The workshop will comprise multiple hands-on activities to increase participant engagement. Specifically, participants will be asked to complete a short design task to experience the educational intervention from the students’ perspective. Additionally, participants will be asked to design an educational intervention based on the educational objectives they wish to achieve from the said intervention.
Participants with prior DfAM/AM educational experience will be encouraged to reflect on their past experiences and identify opportunities to (re)design their intervention in light of our research findings (conducted as part of the National Science Foundation Grant #CMMI-1712234). The workshop is intended for design and manufacturing educators, but practicing designers and researchers in the design research and manufacturing domains are also welcome, as are participants interested in integrating AM/DfAM in their educational practice, irrespective of prior AM/DfAM experience. Participants without prior AM/DfM experience will be encouraged to brainstorm new courses or modules to integrate DfAM in their educational practice.
Dr. Nicholas (Nick) Meisel is an assistant professor of engineering design in the School of Engineering Design, Technology, and Professional Programs (SEDTAPP) at Penn State and an affiliate faculty in the Department of Mechanical Engineering. He graduated from Virginia Commonwealth University in 2010 with his B.S. in mechanical engineering and received his Ph.D. from Virginia Tech in mechanical engineering in 2015. He joined the faculty at Penn State in Fall 2015, where he conducts research in the area of design for additive manufacturing.

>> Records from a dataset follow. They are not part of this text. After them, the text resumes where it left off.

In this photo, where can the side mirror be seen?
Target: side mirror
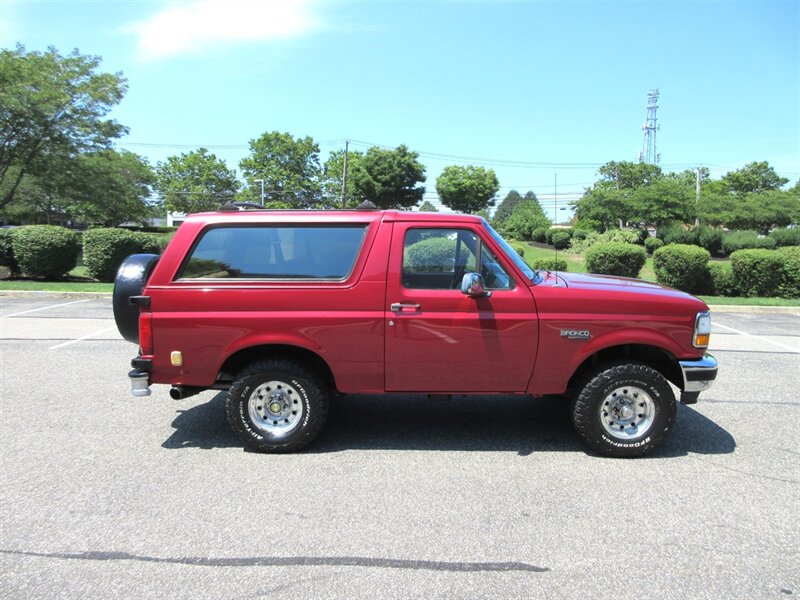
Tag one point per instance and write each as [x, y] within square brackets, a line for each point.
[472, 285]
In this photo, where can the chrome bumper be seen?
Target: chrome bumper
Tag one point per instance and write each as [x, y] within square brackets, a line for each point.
[698, 375]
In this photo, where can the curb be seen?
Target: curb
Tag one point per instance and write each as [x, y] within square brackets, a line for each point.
[754, 309]
[52, 294]
[718, 308]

Dr. Stephanie Cutler has degrees in mechanical engineering, industrial and systems engineering, and a Ph.D. in engineering education from Virginia Tech. She is an assistant research professor and the assessment and instructional support specialist in the Leonhard Center for the Enhancement of Engineering Education at Penn State as well as a co-founder of Zappe and Cutler Educational Consulting, LLC. Her primary research interests include faculty development, the peer-review process, the doctoral experience, and the adoption of evidence-based teaching strategies.
Dr. Timothy Simpson is currently a professor of mechanical and industrial engineering at Penn State with affiliations in engineering design and the College of Information Sciences & Technology. He received his Ph.D. and M.S. degrees in mechanical engineering from Georgia Tech in 1998 and 1995, and his B.S. in mechanical engineering from Cornell University in 1994. His research interests include product family and product platform design, product dissection, multidisciplinary design optimization (MDO), and additive manufacturing, and he has published over 250 peer-reviewed papers to date. He teaches courses on Product Family Design, Concurrent Engineering, Mechanical Systems Design, and Product Dissection, and he serves as the director of the product realization minor in the College of Engineering. He is a recipient of the ASEE Fred Merryfield Design Award and an NSF CAREER Award. He has received several awards for outstanding research and teaching at Penn State, including the 2007 Penn State University President’s Award for Excellence in Academic Integration. He is a Fellow in ASME and an Associate Fellow in AIAA. He currently serves on the ASME Design Education Division Executive Committee and is former chair of both the ASME Design Automation Executive Committee and the AIAA MDO Technical Committee. He is also a department editor for IIE Transactions: Design & Manufacturing and serves on the editorial boards for Research in Engineering Design, Journal of Engineering Design, and Engineering Optimization.
Scarlett Miller is the director of the engineering design program and an associate professor of engineering design and industrial engineering at the Pennsylvania State University. She received her Ph.D. in industrial engineering from the University of Illinois and her M.S. and B.S. in industrial engineering from the University of Nebraska.
Rohan Prabhu is a Ph.D. candidate in mechanical engineering at Penn State with a doctoral minor in psychology. He holds a master's degree in engineering design and a bachelor's degree in mechanical engineering. His research interests include designers' use of design for additive manufacturing in their creative problem-solving process. He is also studying the development of effective educational interventions on design for additive manufacturing to encourage student learning and use of these concepts in engineering design. More about his work is available at prabhurohan.com.